As members of the National Association Resident Doctors (NARD), the University of Benin Teaching Hospital (UBTH), joined their counterparts across the country to embark on a warning strike, scores of patients who visited the hospital on Monday were turned back.
Many of the patients who were turned back were those who had Monday as the date of their appointment with their doctors, with many of them travelling to Benin from different locations within and outside Edo State.
The ARD, it would be recalled, had declared a seven-day warning strike over the abduction of their colleague, Dr Ganiyat Popoola, who was kidnapped about eight months ago in Kaduna.
Popoola, a senior registrar in the Department of Ophthalmology, National Eye Centre, Kaduna, was abducted on December 27, 2023, alongside her husband and nephew. However, her husband was released by their abductors in March 2024, while Popoola and her nephew have remained in captivity.
Dr Dele Abdullahi, President of NARD, while declaring the warning strike, warned that the strike, which began at midnight of August 26, would be “total. There will be no concessions, there will be no emergency care.”

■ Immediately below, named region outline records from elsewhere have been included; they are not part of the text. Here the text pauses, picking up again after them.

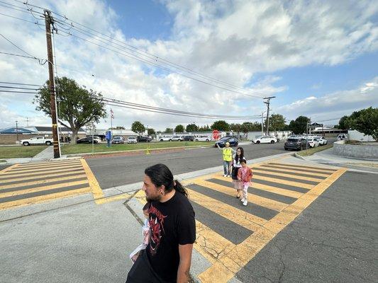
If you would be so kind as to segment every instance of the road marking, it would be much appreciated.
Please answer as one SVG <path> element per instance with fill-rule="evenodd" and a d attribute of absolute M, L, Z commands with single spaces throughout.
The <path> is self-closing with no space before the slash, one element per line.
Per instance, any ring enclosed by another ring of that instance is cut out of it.
<path fill-rule="evenodd" d="M 55 178 L 53 179 L 43 179 L 43 180 L 38 180 L 38 181 L 31 181 L 31 182 L 26 182 L 26 183 L 17 183 L 16 184 L 1 185 L 0 186 L 0 192 L 1 192 L 1 190 L 4 190 L 4 189 L 11 189 L 11 188 L 13 188 L 13 187 L 21 187 L 21 186 L 23 187 L 23 186 L 28 186 L 28 185 L 38 185 L 38 184 L 43 185 L 43 184 L 50 183 L 52 183 L 52 182 L 57 182 L 57 181 L 64 181 L 64 180 L 75 180 L 75 179 L 79 179 L 79 178 L 83 178 L 83 177 L 86 177 L 87 178 L 87 175 L 83 173 L 83 174 L 80 174 L 80 175 L 75 175 L 74 176 Z"/>
<path fill-rule="evenodd" d="M 27 194 L 29 192 L 41 192 L 43 190 L 57 189 L 59 187 L 70 187 L 70 186 L 73 186 L 76 185 L 82 185 L 82 184 L 87 184 L 87 183 L 88 183 L 87 180 L 81 180 L 79 181 L 64 183 L 56 184 L 56 185 L 45 185 L 45 186 L 42 186 L 42 187 L 33 187 L 31 189 L 15 190 L 13 192 L 1 192 L 1 191 L 0 191 L 0 198 L 12 197 L 14 195 L 24 195 L 24 194 Z"/>
<path fill-rule="evenodd" d="M 13 169 L 14 168 L 17 167 L 18 165 L 18 164 L 13 164 L 13 165 L 10 166 L 9 167 L 6 168 L 5 169 L 1 170 L 0 171 L 0 175 L 4 174 L 4 173 L 6 173 L 6 172 Z"/>
<path fill-rule="evenodd" d="M 27 204 L 34 204 L 37 203 L 44 202 L 48 200 L 57 200 L 58 198 L 72 197 L 74 195 L 85 194 L 90 192 L 90 187 L 83 187 L 77 190 L 72 190 L 66 192 L 62 192 L 56 194 L 45 195 L 39 197 L 30 197 L 27 199 L 16 200 L 13 202 L 8 202 L 0 203 L 0 209 L 8 209 L 13 207 L 20 207 Z"/>
<path fill-rule="evenodd" d="M 55 173 L 59 174 L 60 172 L 67 172 L 67 171 L 73 171 L 75 169 L 80 169 L 82 166 L 75 166 L 73 168 L 67 168 L 67 169 L 55 169 L 55 170 L 49 170 L 48 172 L 46 172 L 48 174 L 50 173 Z M 13 173 L 12 171 L 9 171 L 8 173 L 6 173 L 5 174 L 2 174 L 0 175 L 0 179 L 6 179 L 6 178 L 11 178 L 13 177 L 21 177 L 21 176 L 35 176 L 35 175 L 43 175 L 43 172 L 37 172 L 37 173 Z"/>
<path fill-rule="evenodd" d="M 252 260 L 278 233 L 321 195 L 332 183 L 340 178 L 346 168 L 335 171 L 332 175 L 304 194 L 291 205 L 264 224 L 259 230 L 234 249 L 220 257 L 213 265 L 199 275 L 204 283 L 226 283 Z"/>
<path fill-rule="evenodd" d="M 94 177 L 92 171 L 88 166 L 88 163 L 87 163 L 85 159 L 82 158 L 80 161 L 82 162 L 82 165 L 83 166 L 85 173 L 87 174 L 87 178 L 88 178 L 88 182 L 89 183 L 89 187 L 91 187 L 94 201 L 96 204 L 98 204 L 99 199 L 102 199 L 104 197 L 104 192 L 102 192 L 99 182 L 97 182 L 96 177 Z M 99 202 L 101 203 L 101 201 Z"/>
<path fill-rule="evenodd" d="M 305 173 L 305 174 L 311 174 L 313 176 L 318 176 L 318 177 L 328 177 L 331 173 L 313 173 L 313 172 L 309 172 L 309 171 L 304 171 L 302 170 L 294 170 L 294 169 L 284 169 L 281 168 L 277 168 L 277 167 L 272 167 L 272 166 L 268 165 L 264 165 L 260 166 L 260 168 L 263 169 L 269 169 L 274 172 L 288 172 L 288 173 Z"/>
<path fill-rule="evenodd" d="M 288 173 L 284 173 L 269 172 L 269 171 L 265 171 L 262 168 L 260 169 L 259 168 L 253 168 L 254 175 L 255 175 L 255 173 L 256 173 L 256 174 L 257 175 L 259 173 L 265 173 L 265 174 L 275 175 L 277 176 L 281 176 L 281 177 L 289 177 L 293 179 L 308 180 L 309 181 L 313 181 L 313 182 L 318 182 L 318 183 L 321 183 L 321 181 L 324 180 L 324 179 L 318 179 L 318 178 L 311 178 L 311 177 L 304 177 L 304 176 L 300 176 L 298 175 L 292 175 L 292 174 L 288 174 Z"/>

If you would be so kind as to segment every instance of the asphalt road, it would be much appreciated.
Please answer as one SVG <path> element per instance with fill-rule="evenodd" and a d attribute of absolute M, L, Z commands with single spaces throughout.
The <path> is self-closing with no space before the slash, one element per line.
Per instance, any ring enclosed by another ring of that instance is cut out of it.
<path fill-rule="evenodd" d="M 248 159 L 283 154 L 284 144 L 248 144 L 241 146 Z M 236 149 L 236 148 L 233 148 Z M 217 148 L 202 148 L 150 155 L 118 155 L 87 159 L 88 165 L 102 189 L 142 181 L 144 170 L 162 163 L 173 174 L 182 174 L 222 165 L 222 154 Z"/>

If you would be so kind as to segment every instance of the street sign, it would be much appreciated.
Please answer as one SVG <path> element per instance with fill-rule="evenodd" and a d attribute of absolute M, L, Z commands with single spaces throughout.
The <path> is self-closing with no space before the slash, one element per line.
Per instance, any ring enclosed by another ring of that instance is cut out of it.
<path fill-rule="evenodd" d="M 213 139 L 219 139 L 219 131 L 218 129 L 214 129 L 213 131 Z"/>

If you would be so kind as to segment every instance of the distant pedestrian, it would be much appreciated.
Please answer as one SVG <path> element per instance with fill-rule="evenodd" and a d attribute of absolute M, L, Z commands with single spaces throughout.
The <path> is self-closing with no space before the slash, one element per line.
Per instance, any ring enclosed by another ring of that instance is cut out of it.
<path fill-rule="evenodd" d="M 252 169 L 247 166 L 247 161 L 243 160 L 241 161 L 242 168 L 238 172 L 238 179 L 242 182 L 243 184 L 243 198 L 240 200 L 243 205 L 247 205 L 248 203 L 248 187 L 252 180 Z"/>
<path fill-rule="evenodd" d="M 243 191 L 242 181 L 238 179 L 238 171 L 242 167 L 241 162 L 245 161 L 244 157 L 244 149 L 243 147 L 236 149 L 236 154 L 233 156 L 233 163 L 231 165 L 231 177 L 233 178 L 233 187 L 236 190 L 236 197 L 240 197 L 240 193 Z"/>
<path fill-rule="evenodd" d="M 196 223 L 187 190 L 164 164 L 145 170 L 143 189 L 151 202 L 151 236 L 130 270 L 126 283 L 187 282 Z"/>
<path fill-rule="evenodd" d="M 223 158 L 223 177 L 230 177 L 231 172 L 230 166 L 233 161 L 233 153 L 236 152 L 235 149 L 230 147 L 230 143 L 227 142 L 225 144 L 225 147 L 223 149 L 219 146 L 219 144 L 216 144 L 218 148 L 222 150 L 222 155 Z"/>
<path fill-rule="evenodd" d="M 150 242 L 150 223 L 148 222 L 148 216 L 150 213 L 150 206 L 151 205 L 150 202 L 147 202 L 143 207 L 143 214 L 145 214 L 145 224 L 142 227 L 142 235 L 143 236 L 143 242 L 139 245 L 133 252 L 130 254 L 130 258 L 133 261 L 133 262 L 135 262 L 138 257 L 139 256 L 139 254 L 140 253 L 140 250 L 145 250 L 147 246 L 148 245 L 148 243 Z"/>

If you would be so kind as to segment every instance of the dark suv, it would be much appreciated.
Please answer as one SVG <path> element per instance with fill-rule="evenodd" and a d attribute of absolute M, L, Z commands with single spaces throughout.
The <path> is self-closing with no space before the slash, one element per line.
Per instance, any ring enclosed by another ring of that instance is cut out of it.
<path fill-rule="evenodd" d="M 303 150 L 306 149 L 306 139 L 297 138 L 297 137 L 289 137 L 285 142 L 284 148 L 285 150 L 289 149 L 296 149 L 296 150 Z M 309 148 L 310 146 L 308 146 Z"/>
<path fill-rule="evenodd" d="M 136 139 L 138 142 L 150 142 L 152 140 L 152 139 L 148 137 L 138 137 Z"/>
<path fill-rule="evenodd" d="M 185 142 L 194 142 L 194 136 L 185 136 L 184 140 Z"/>

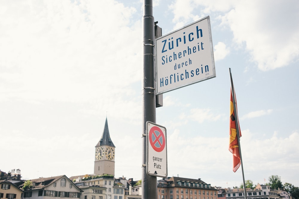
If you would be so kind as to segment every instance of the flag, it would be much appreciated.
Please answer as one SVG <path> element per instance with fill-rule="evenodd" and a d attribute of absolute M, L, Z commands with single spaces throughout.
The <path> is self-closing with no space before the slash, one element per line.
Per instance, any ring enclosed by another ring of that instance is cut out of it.
<path fill-rule="evenodd" d="M 233 171 L 235 172 L 239 168 L 241 165 L 241 159 L 240 152 L 239 151 L 239 143 L 238 141 L 238 132 L 237 132 L 236 118 L 237 119 L 237 102 L 236 102 L 236 111 L 234 106 L 234 101 L 233 100 L 233 95 L 232 91 L 234 91 L 234 87 L 231 89 L 231 104 L 230 106 L 230 118 L 229 119 L 229 147 L 228 150 L 233 154 Z M 235 102 L 236 95 L 234 95 Z M 240 125 L 239 125 L 239 120 L 238 121 L 238 126 L 239 129 L 239 135 L 240 137 L 241 135 L 241 131 L 240 129 Z"/>

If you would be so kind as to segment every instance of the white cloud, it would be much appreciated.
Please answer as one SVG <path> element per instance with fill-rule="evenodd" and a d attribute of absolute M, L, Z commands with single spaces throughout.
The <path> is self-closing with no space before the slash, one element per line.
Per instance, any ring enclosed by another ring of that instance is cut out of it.
<path fill-rule="evenodd" d="M 273 110 L 272 109 L 260 110 L 255 111 L 252 111 L 243 116 L 240 119 L 245 119 L 258 117 L 267 115 L 270 115 L 273 112 Z"/>
<path fill-rule="evenodd" d="M 223 42 L 219 42 L 214 48 L 214 55 L 215 61 L 224 59 L 230 52 L 229 48 Z"/>
<path fill-rule="evenodd" d="M 252 60 L 266 71 L 298 59 L 299 28 L 294 24 L 299 23 L 299 14 L 295 11 L 298 9 L 292 1 L 239 2 L 223 20 L 236 42 L 244 43 Z"/>
<path fill-rule="evenodd" d="M 139 114 L 140 101 L 129 86 L 140 83 L 142 70 L 142 25 L 132 20 L 134 8 L 87 0 L 8 1 L 1 7 L 0 100 L 86 103 L 128 118 L 124 102 Z"/>
<path fill-rule="evenodd" d="M 261 70 L 285 66 L 299 59 L 299 27 L 294 25 L 299 23 L 299 4 L 292 1 L 177 0 L 169 8 L 174 15 L 174 29 L 220 12 L 222 25 L 230 27 L 234 41 L 244 45 Z"/>
<path fill-rule="evenodd" d="M 243 130 L 242 135 L 241 143 L 244 169 L 247 174 L 245 177 L 249 178 L 254 183 L 262 183 L 264 178 L 267 178 L 271 175 L 283 177 L 288 175 L 286 168 L 296 172 L 299 162 L 294 157 L 299 157 L 299 145 L 296 144 L 299 140 L 299 133 L 293 133 L 285 138 L 275 134 L 271 137 L 263 138 L 248 130 Z M 184 177 L 199 176 L 205 181 L 213 182 L 213 186 L 227 187 L 227 181 L 220 182 L 216 177 L 222 175 L 224 176 L 222 179 L 227 175 L 231 186 L 242 183 L 240 168 L 236 174 L 231 174 L 234 173 L 232 155 L 228 150 L 228 136 L 198 136 L 190 139 L 184 132 L 176 130 L 169 135 L 167 139 L 169 176 L 179 174 Z M 299 183 L 295 176 L 289 180 Z"/>
<path fill-rule="evenodd" d="M 211 113 L 210 109 L 209 109 L 197 108 L 191 109 L 188 117 L 199 123 L 202 123 L 205 120 L 216 121 L 220 118 L 221 115 L 215 115 Z"/>

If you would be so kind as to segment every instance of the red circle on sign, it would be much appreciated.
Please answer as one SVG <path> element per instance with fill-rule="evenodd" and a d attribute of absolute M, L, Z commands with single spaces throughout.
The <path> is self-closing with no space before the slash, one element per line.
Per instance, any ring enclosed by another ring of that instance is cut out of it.
<path fill-rule="evenodd" d="M 156 134 L 157 133 L 157 134 Z M 157 126 L 153 126 L 150 130 L 149 139 L 153 149 L 157 152 L 163 151 L 165 147 L 165 137 L 161 129 Z M 160 138 L 162 138 L 162 143 Z"/>

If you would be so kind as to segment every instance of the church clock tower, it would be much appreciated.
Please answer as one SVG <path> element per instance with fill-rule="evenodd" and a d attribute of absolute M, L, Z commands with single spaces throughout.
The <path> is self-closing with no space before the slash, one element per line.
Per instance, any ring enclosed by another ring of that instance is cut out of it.
<path fill-rule="evenodd" d="M 110 138 L 107 118 L 102 137 L 95 146 L 94 174 L 114 175 L 115 146 Z"/>

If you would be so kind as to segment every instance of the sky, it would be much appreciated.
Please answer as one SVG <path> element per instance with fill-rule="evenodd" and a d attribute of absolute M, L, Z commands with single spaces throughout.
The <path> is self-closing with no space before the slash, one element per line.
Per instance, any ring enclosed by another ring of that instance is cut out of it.
<path fill-rule="evenodd" d="M 143 4 L 0 1 L 0 170 L 92 174 L 106 117 L 115 177 L 141 179 Z M 214 50 L 216 77 L 164 93 L 156 108 L 168 176 L 242 184 L 228 149 L 230 68 L 245 180 L 299 186 L 299 1 L 153 4 L 163 35 L 209 16 Z"/>

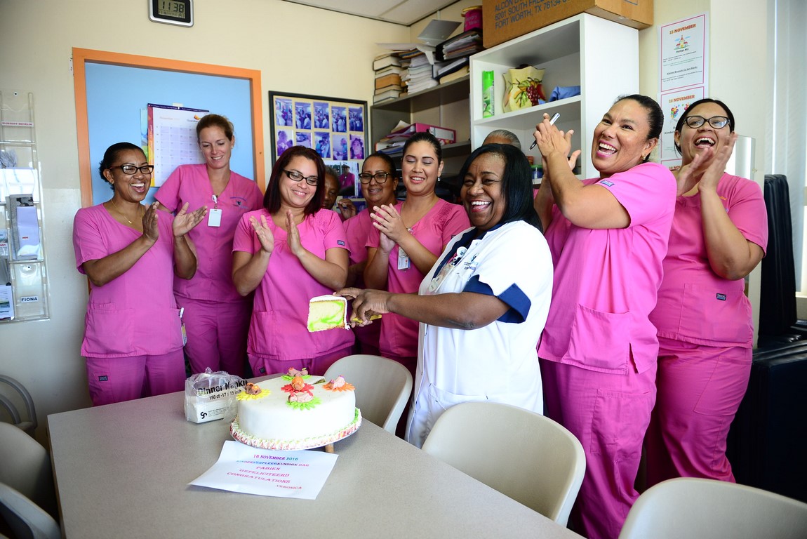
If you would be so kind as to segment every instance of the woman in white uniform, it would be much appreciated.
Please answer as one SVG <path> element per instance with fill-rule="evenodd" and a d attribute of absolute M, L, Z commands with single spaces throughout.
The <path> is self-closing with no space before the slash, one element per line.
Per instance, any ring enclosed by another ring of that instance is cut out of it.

One of the patients who were turned back at the UBTH on Monday, who simply identified herself as Felicia, expressed dismay over the development
Felici, who stated that she travelled several kilometres to honour an appointment with her doctor, added that she also defied the early morning downpour to find her way to the hospital only to be turned back.
“I wasted my time and over N3,000 transport to and fro the hospital. I defied the early morning downpour only to be turned back.” She lamented.
Members of the NARD had, before the Monday warning strike, held protest rallies in all tertiary institutions across the country, calling for the unconditional release of Dr Popoola to no avail.